Kolejny mini rozdział zajmujący dwie strony zabiera
nas w podróż różnymi pojazdami. Zobaczymy tu samochody, pociągi, autobusy,
statki, gondole. Nie pominięto również mostów oraz podwodnych tuneli.
Następne strony poświęcono jedzeniu i piciu. Młodzi
czytelnicy dowiedzą się jak ważną rolę odgrywa zmysł węchu w odczuwaniu smaków.
Do tego znajdziemy tu cenne informacje o paprykach, ketchupach, sosach sojowych,
pomidorach, najpopularniejszych produktach spożywczych.
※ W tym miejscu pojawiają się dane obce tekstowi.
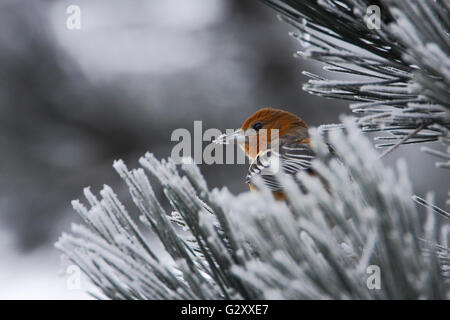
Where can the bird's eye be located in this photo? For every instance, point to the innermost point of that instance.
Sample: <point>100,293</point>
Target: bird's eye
<point>257,126</point>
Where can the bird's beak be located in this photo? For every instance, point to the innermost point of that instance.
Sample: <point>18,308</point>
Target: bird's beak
<point>237,136</point>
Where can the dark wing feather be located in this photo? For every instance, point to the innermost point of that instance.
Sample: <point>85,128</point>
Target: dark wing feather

Kolejne strony pozwalają odkryć cuda natury. Dzięki
temu dowiemy się, jaka rzeka płynie przez największą ilość państw, jak wiele
roślin wytwarza kwiaty. Młodych miłośników obserwowania nieba ucieszą nazwy
chmur.
Strony o sporcie zawierają informacje o meczach polo,
szermierce, futbolu, wyścigach kolarskich i wielu innych. Następnie zostaniemy
zabrani w podróż do przeszłości, w której znajduje się Sfinks, piramidy, statki
wikingów, pomniki wielkich wodzów, pierwsze telefony komórkowe, a nawet rakiety
i najmłodszy muzyk. Dalej poznajemy świat instrumentów, sławnych kompozytorów, znaczenia
muzyki, znanych ludzi, słynne legendy oraz potwory. Strony poświęcone skarbom
pozwalają nam wejść nie tylko w świat drogich minerałów, ale i farb, znaczków,
porcelany, masek, papirusów, monet, orderów, rzeźb, piramid. Natomiast strony o
najsłynniejszych budowlach przybliżają najbardziej rozpoznawalne budynki
świata. Nie zabraknie też informacji o kosmosie, rekordach i Internecie.
Ilustracje oraz opisujące je informacje zamieszczono w
formie kolarza sprawiającego, że oko czytelnika mknie przez wszystkie strony.
Niedługie teksty, brak narracji sprawiają, że książkę nie trzeba czytać od
pierwszej do ostatniej strony tylko wybiórczo. Przytoczone ciekawostki
zachęcają do pogłębiania wiedzy, szukania większej ilości informacji, a
przedszkolakom i uczniom nauczania początkowego pozwolą opanować podstawowe
informacje o świecie. Uważam, że całość jest przemyślana.
„Wielka księga wiedzy. Cały ten świat” zawiera estetyczne,
interesujące, czasami zabawne ilustracje przemawiające do wyobraźni młodych
czytelników. Solidna oprawa i bardzo dobrze zszyte śliskie strony dopełniają całość.
Dzięki zawartym w niej informacjom jest to pozycja cenna dla dzieci.